The Columbia MCP Server provides a Docker‑based, high‑availability infrastructure for Model Context Protocol services. It supports AI, data, and tooling workloads with built‑in monitoring, security, and automated backup.

Capabilities

Resources
Access data sources
Tools
Execute functions
Prompts
Pre-built templates
Sampling
AI model interactions

Overview

The Columbia MCP Servers provide a production‑ready, Docker‑based infrastructure for deploying Model Context Protocol services. By packaging the core MCP functionality, integrations, and tooling into a single, composable stack, developers can expose AI assistants to external data sources, custom tools, and dynamic prompts without managing the underlying plumbing. This solves a common pain point for teams that need to scale AI workloads while maintaining strict security, observability, and high‑availability guarantees.
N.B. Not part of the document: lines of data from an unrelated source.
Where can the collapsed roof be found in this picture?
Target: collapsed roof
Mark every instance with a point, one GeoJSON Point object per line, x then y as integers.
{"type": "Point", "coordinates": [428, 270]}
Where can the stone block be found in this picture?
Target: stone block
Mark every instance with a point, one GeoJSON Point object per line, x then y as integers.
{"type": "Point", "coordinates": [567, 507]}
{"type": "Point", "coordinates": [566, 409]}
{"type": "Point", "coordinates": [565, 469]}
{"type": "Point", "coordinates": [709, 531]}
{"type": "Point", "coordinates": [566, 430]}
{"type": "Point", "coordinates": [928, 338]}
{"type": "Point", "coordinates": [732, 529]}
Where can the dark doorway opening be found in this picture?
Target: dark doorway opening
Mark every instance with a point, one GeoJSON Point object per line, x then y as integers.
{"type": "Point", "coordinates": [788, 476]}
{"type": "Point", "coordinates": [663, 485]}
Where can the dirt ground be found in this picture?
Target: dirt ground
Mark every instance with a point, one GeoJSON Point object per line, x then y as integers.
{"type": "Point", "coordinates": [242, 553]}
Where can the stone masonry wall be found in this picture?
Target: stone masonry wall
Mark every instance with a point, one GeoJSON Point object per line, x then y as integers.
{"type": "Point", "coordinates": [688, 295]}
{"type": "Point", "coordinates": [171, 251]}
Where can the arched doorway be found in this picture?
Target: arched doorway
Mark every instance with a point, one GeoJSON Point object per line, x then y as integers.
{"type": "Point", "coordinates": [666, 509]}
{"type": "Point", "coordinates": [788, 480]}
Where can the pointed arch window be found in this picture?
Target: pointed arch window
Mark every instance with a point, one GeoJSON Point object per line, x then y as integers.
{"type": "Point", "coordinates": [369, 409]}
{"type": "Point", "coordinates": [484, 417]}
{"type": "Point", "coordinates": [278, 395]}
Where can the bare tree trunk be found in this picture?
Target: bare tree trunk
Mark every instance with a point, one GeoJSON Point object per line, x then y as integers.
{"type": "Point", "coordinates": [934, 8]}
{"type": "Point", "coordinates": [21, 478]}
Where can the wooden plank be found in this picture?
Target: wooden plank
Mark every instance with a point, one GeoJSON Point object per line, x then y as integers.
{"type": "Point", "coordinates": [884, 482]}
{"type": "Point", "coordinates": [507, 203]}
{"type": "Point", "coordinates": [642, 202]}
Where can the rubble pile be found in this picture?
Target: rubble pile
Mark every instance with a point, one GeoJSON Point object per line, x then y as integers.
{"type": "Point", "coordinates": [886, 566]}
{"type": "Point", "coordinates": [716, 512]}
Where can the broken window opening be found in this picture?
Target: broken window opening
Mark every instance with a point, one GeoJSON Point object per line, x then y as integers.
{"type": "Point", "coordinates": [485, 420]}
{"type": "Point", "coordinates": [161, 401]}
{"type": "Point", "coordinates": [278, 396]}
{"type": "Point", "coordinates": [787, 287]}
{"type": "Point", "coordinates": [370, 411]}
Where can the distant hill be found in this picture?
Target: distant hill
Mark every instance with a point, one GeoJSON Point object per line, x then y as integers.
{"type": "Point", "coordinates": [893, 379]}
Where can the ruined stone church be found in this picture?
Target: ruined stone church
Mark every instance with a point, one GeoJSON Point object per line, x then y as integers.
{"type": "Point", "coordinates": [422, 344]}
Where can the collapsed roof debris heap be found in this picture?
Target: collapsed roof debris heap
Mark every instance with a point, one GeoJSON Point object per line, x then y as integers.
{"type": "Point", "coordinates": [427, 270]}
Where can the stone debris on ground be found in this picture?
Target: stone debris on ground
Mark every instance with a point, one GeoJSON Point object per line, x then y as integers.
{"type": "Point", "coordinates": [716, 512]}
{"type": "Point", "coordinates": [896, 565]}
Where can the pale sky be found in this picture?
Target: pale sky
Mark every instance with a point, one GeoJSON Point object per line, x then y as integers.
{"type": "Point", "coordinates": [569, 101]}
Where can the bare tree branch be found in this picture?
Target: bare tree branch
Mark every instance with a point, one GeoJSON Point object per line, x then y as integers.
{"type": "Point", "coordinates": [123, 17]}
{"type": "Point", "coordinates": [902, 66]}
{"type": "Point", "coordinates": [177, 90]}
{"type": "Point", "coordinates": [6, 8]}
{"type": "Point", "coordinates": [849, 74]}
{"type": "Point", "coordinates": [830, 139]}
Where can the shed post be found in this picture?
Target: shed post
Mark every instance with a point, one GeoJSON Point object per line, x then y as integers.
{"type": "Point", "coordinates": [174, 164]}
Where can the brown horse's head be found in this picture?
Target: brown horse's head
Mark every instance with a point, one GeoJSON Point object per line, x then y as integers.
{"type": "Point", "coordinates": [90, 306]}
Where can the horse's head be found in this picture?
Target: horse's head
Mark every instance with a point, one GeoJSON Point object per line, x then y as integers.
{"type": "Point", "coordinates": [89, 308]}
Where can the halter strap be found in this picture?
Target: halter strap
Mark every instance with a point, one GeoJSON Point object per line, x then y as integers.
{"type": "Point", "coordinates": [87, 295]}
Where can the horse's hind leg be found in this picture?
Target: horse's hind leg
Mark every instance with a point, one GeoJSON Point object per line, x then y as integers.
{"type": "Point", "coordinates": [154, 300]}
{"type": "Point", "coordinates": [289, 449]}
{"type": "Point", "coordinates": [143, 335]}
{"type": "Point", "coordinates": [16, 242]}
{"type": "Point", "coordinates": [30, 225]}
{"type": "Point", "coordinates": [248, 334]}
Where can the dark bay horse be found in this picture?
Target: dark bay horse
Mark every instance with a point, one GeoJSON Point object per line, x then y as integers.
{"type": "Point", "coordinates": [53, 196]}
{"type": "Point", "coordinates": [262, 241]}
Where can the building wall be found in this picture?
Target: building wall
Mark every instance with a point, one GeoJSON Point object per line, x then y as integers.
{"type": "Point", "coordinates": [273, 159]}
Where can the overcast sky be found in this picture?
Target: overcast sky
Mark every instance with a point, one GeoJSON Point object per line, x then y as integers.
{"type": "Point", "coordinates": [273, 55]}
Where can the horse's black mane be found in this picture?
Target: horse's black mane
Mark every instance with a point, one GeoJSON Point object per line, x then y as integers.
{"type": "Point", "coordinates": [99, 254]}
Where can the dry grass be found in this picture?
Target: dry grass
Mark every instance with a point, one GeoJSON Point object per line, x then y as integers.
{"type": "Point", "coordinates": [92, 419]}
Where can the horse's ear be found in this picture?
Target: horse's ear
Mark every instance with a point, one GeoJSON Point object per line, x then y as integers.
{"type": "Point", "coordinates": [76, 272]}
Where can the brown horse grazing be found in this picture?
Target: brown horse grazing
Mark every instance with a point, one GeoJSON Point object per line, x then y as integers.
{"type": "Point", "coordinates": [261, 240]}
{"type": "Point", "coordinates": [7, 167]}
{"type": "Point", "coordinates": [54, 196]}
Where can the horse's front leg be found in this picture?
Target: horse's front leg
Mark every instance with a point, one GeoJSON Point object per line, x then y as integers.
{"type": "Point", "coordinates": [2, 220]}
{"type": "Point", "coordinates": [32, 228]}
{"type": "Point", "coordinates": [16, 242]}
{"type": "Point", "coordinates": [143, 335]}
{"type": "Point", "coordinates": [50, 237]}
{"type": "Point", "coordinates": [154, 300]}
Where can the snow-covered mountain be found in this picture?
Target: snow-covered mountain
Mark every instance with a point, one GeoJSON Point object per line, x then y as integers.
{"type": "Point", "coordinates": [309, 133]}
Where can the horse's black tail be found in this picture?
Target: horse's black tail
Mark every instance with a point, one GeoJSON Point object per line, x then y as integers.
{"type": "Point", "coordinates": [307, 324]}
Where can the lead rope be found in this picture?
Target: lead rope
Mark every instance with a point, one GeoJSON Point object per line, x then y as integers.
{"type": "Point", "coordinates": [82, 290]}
At its core, the server hosts a set of microservices that implement the MCP specification: resource handlers for data retrieval, tool executors for external API calls, prompt generators that inject context into model prompts, and sampling engines that control output generation. Each service is isolated in its own container, allowing independent scaling and rolling updates. The infrastructure layer—Docker Compose, Nginx reverse proxy, Prometheus/Grafana monitoring, and Redis caching—is fully automated through scripts in the directory. This means that once a developer pulls the repository, they can bootstrap a fully functional MCP deployment with minimal manual effort.

Key capabilities include:

  • Docker‑based, containerized deployment that guarantees consistency across development, staging, and production environments.
  • High availability and load balancing via Nginx and service replication, ensuring that AI assistants remain responsive even under heavy traffic.
  • Observability stack with Prometheus metrics and Grafana dashboards, giving real‑time insight into latency, throughput, and error rates.
  • Security hardening: SSL/TLS termination, Redis password protection, rate limiting, and regular automated updates keep the server compliant with enterprise standards.
  • Scalability: Horizontal scaling of individual services (e.g., adding more tool executors) is supported out of the box, allowing teams to handle growing workloads without refactoring code.
  • Backup and recovery: Automated point‑in‑time backups protect against data loss, while rollback scripts provide a quick path to revert problematic deployments.

Real‑world scenarios where this server shines include:

  • Enterprise data integration: Connecting a Claude instance to internal databases, CRM systems, or custom APIs through MCP resources and tools.
  • Regulated environments: Deploying AI assistants in HIPAA‑ or GDPR‑compliant settings, thanks to the server’s secure configuration and audit‑ready monitoring.
  • Rapid prototyping: Using the provided migration dashboards to iterate on prompt strategies or tool sets without redeploying the entire stack.
  • Hybrid cloud deployments: Running the server across multiple nodes or cloud regions, leveraging the built‑in load balancing and replication for global availability.

By abstracting away the operational complexity, the Columbia MCP Servers enable developers to focus on building richer AI experiences—defining prompts, crafting tool workflows, and integrating data sources—while relying on a battle‑tested, scalable platform that meets modern security and observability standards.